The Eternal Return
With all due respect to Unices and the Linuces, their lineage is dominated by mainframe thinking: a single, highly valuable CPU being divided up amongst multiple tasks to obtain maximum utilization of a scarce resource.
The price of a CPU plummeted, but few people have shaken off the old assumption that CPUs are still best exploited as shrunken, multiuser, multitasking mainframes with all the baggage that this implies. Symmetric MultiProcessing hardware has been accomodated to some degree by improvisation on the monolithic OS designs, but multicore architecture will look a lot more like shrunken PCs on a network, suitably simplified for on-die networking etc, but with increasing amounts of private, per-core RAM that SMP doesn't really address.
Trying to take advantage of massively multicored hardware while dragging single-processor and SMP baggage along will necessarily produce its share of backward-looking monsters and things indigest. The recent claim by Stonebraker et al that 10X to 20X improvements in database performance may be had is based on the assumption of a (gasp!) single threaded database application running in a dedicated core with gobs of dedicated RAM. This bolshevik approach to the application versus kernel threading debate assumes that we will soon be living in a one-thread-per-core world, at least in terms of application design. Although some "housekeeping chore" cores may multithread at the application or the kernel level, new designs like the H-Store will throw out almost a half-century of mainframe-think and seize an entire processor for themselves without inconveniencing other applications on the die. (Just think of all the context-switching overhead that will suddenly disappear.)
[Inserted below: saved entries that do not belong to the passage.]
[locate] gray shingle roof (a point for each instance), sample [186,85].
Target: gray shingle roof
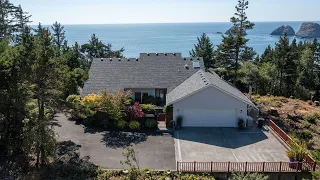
[201,80]
[162,70]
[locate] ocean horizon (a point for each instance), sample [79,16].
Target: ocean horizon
[171,37]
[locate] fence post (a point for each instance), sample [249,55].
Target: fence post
[280,166]
[245,168]
[177,166]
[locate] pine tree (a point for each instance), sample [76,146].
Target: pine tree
[7,18]
[58,35]
[204,49]
[235,42]
[97,49]
[48,77]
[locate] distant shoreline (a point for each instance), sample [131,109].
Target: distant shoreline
[176,23]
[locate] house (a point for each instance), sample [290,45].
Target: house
[202,98]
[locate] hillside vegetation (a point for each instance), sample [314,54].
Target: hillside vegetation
[300,119]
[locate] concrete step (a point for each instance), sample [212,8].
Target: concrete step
[163,128]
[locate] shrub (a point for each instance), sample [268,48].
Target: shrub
[134,112]
[311,118]
[248,176]
[151,123]
[134,125]
[315,175]
[151,100]
[179,120]
[241,124]
[316,155]
[306,135]
[147,108]
[121,124]
[305,125]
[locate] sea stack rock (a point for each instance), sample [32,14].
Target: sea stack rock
[230,30]
[284,30]
[309,30]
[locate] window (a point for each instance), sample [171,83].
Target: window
[137,97]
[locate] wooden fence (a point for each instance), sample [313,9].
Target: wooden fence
[287,139]
[210,167]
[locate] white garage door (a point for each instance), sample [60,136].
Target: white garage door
[209,118]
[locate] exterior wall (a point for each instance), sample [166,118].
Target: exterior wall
[150,91]
[210,98]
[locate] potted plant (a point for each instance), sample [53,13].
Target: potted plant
[291,155]
[301,151]
[179,120]
[241,124]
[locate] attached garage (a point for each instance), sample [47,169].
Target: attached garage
[209,117]
[205,100]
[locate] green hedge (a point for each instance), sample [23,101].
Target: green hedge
[151,123]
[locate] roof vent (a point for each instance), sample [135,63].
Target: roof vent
[196,64]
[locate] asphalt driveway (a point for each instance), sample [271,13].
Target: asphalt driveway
[228,144]
[154,151]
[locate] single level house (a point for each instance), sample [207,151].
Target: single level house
[202,98]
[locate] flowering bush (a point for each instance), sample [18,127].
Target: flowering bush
[91,99]
[110,104]
[134,125]
[121,124]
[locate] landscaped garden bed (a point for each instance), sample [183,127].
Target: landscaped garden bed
[112,111]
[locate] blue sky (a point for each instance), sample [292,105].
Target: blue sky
[164,11]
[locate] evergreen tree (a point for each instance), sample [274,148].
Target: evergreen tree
[48,73]
[233,45]
[267,55]
[97,49]
[14,95]
[58,35]
[204,49]
[286,66]
[248,54]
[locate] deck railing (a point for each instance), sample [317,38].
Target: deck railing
[210,167]
[287,139]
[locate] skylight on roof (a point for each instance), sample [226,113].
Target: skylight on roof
[196,64]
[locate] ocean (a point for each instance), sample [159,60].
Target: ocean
[170,37]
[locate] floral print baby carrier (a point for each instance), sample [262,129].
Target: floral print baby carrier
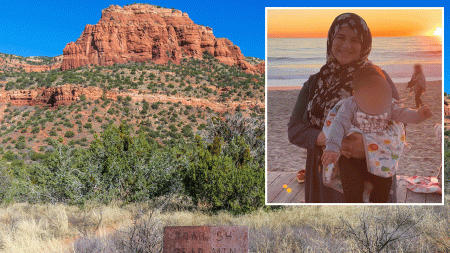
[383,140]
What will the software infrastructure for these dedicated cores look like? My guess is that the winning software architecture will be microkernels churning away in their individual cores, loosely coupled with each other via a message-passing system. Although this approach exacts a price in terms of message-passing overhead, it more than repays it in parallelism and scalability unobtainable with the monolithic and SMP approaches.
I've seen the future, and it works: the Tandem K-Series, designed in the 70's, pioneered the massive commercial application of loosely-coupled message passing kernels. For about two decades, the K-Series (and later the S-Series) processed most of the worlds credit and debit card transactions, and powered major stock exchanges as well. (For all I know, they still may.)
Just as CPU architecture evolved from simple to complex instruction sets and fell back to reduced instruction sets in response to hardware evolution, the time approaches when OS and application architectures may experience a similar return to their roots as well.